1. $M$ is projective iff every short exact sequence ending in $M$ splits;
2. $M$ is projective iff it is a direct summand of a free module;
3. Every finitely-generated projective module over a local ring is free.

Lemma. Let $R$ be a commutative ring and let $M$ be a finitely-generated projective module. Then $M_P$ is a finitely-generated projective module for any prime ideal $P\subset R$.

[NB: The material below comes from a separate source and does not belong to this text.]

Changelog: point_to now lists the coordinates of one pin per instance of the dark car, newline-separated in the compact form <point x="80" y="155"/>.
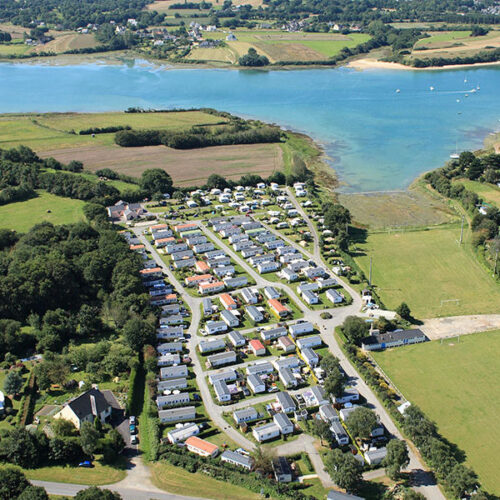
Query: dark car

Proof. Let $R^n\to M$ be a surjection (which exists by the finitely-generated hypothesis) with kernel $K$, so that $R^n\cong M\oplus K$ by fact 1. As localization is exact, we have $R^n_P\cong M_P\oplus K_P$, which implies $M_P$ is projective by fact 2. $\blacksquare$

Now let's prove the result. For any primes $P\subset Q \subset R$, we have $M_P\cong R_P^{n_P}$ and $M_Q\cong R_Q^{n_Q}$ for some nonnegative integers $n_P,n_Q$ by the lemma, giving $\operatorname{rank}_P M=n_P$ and $\operatorname{rank}_Q M=n_Q$. On the other hand, since localization is transitive, we have $R_P^{n_P} = M_P = (M_Q)_{P_Q} = (R_Q^{n_Q})_{P_Q} = R_P^{n_Q}$, giving $n_Q=n_P$ for any inclusion of primes $P\subset Q$. Now since $R$ has only the trivial idempotents, $\operatorname{Spec} R$ is connected, which means for any primes $P,P'\subset R$ there is a chain of inclusions of prime ideals $P\subset P_0 \supset P_1 \subset \cdots \supset P_n \subset P'$ connecting $P$ and $P'$, which by the above shows that $n_P = n_{P'}$. Such a chain exists by jumping from irreducible component to irreducible component: if there were a partition of irreducible components in to two sets where you cannot jump from one to the other, this would prove $\operatorname{Spec} R$ is disconnected.